L’état actuel de l’administration Biden représente une formation de compromis. Il y a beaucoup de tensions intrinsèques ici, et celles-ci sont vouées à éclater tôt ou tard. Il reste à voir quand et sous quelle forme — également, si elles peuvent être résolues et à quelles conditions. En général, l’alliance gauche/ libérale est fragile et ne durera pas éternellement, mais ce qui le remplacera exactement reste incertain. Une variable clé est la mesure dans laquelle les politiques de Biden satisferont une population ébranlée non seulement par les retombées sanitaires et économiques de la pandémie, mais également par les « conditions préexistantes ». Quarante ans de désindustrialisation et de délocalisation, de financiarisation, de lutte contre les syndicats, de McJobification, de délabrement des infrastructures — ainsi que de violence policière, de dévastation environnementale, de déchiquetage du filet de sécurité sociale: tout ce qui a contribué à aggraver les conditions de vie des pauvres, de la classe ouvrière, des classes moyennes inférieures et moyennes.
C’est le processus qui a déclenché la défection massive du « néolibéralisme progressiste », dans la révolte populiste bilatérale de 2016 — Trump d’un côté, Sanders de l’autre. Ces deux mouvements se continueront sous une forme ou une autre, tant que ces processus se poursuivront. Ainsi, l’avenir du compromis Biden dépend de sa capacité à faire suffisamment de concessions pro-ouvrières pour garder les populistes de gauche à bord et pour émousser la force des populistes de droite. De plus, il doit également satisfaire la classe des investisseurs. Ce n’est pas un travail facile.

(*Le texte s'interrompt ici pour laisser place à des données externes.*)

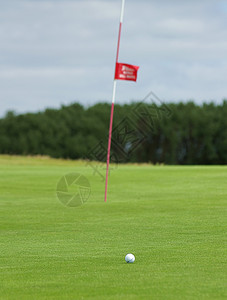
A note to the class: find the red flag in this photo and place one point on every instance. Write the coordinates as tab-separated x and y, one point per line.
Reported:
126	72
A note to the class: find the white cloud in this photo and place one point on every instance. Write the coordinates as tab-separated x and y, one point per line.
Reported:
53	52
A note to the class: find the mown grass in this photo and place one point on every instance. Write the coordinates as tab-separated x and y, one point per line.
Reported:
172	218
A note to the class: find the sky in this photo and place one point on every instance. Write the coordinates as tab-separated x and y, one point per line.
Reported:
56	52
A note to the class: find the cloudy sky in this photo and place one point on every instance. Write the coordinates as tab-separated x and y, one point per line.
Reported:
55	52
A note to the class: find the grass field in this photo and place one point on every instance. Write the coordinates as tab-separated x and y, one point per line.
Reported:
173	218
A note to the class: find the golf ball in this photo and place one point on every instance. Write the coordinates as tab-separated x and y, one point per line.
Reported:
129	258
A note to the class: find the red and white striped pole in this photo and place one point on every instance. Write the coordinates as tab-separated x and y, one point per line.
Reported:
113	100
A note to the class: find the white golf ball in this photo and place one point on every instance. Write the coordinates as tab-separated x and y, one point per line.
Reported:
129	258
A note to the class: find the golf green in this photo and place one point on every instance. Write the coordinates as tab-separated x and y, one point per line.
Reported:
172	218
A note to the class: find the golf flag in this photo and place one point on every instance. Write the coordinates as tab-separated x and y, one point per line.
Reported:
125	72
122	72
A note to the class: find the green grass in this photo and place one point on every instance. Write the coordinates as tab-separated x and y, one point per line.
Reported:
172	218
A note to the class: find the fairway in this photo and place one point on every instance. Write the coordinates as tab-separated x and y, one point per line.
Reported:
172	218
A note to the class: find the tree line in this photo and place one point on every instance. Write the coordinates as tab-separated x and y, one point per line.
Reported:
173	133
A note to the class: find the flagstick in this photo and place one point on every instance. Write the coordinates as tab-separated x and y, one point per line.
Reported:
113	100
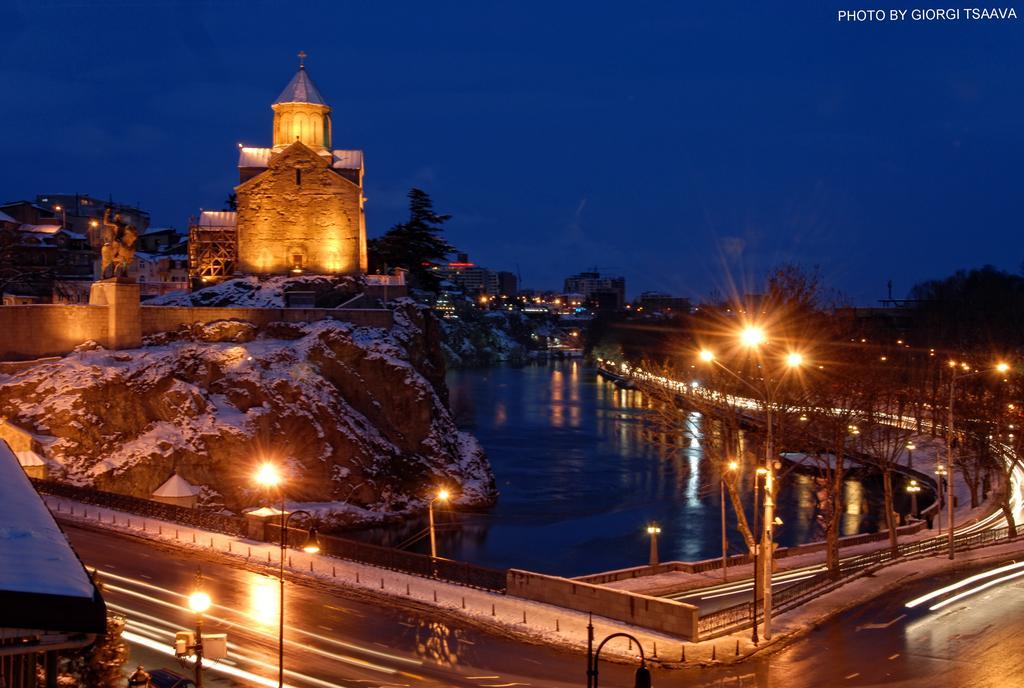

Lorsque le compromis Biden s’effondrera, comme il se doit, les libéraux attaqueront probablement la gauche et essaieront de ressusciter le néolibéralisme progressiste sous une nouvelle forme, tout comme les forces du MAGA tenteront de ressusciter leur alternative réactionnaire-populiste. À ce stade, la gauche fera face à un carrefour. Dans un scénario, cela doublerait les formes de politique identitaire superficielle qui conduisent à l’annulation de la culture et du fétichisme de la diversité. Dans un autre, il ferait un effort sérieux pour construire une troisième alternative, en articulant une politique inclusive de reconnaissance avec une politique égalitaire de redistribution. L’idée serait de séparer les éléments proclasse ouvrière de chacun des deux autres blocs et de les unir dans une nouvelle coalition anticapitaliste, engagée à lutter pour l’ensemble de la classe ouvrière — pas seulement les gens de couleur, les immigrants et les femmes qui ont soutenu Sanders, mais aussi courtiser — sur la base de leurs intérêts économiques — ceux qui ont fait défection envers Trump. Une telle coalition pourrait être considérée comme une version de gauche du populisme, mais je le vois moins comme un point final que comme une étape de transition, en route vers quelque chose de plus radical — une transformation structurelle profonde de tout notre système social. Cela exigerait non seulement une politique de populisme de gauche, mais quelque chose qui ressemblerait davantage à un écosocialisme démocratique.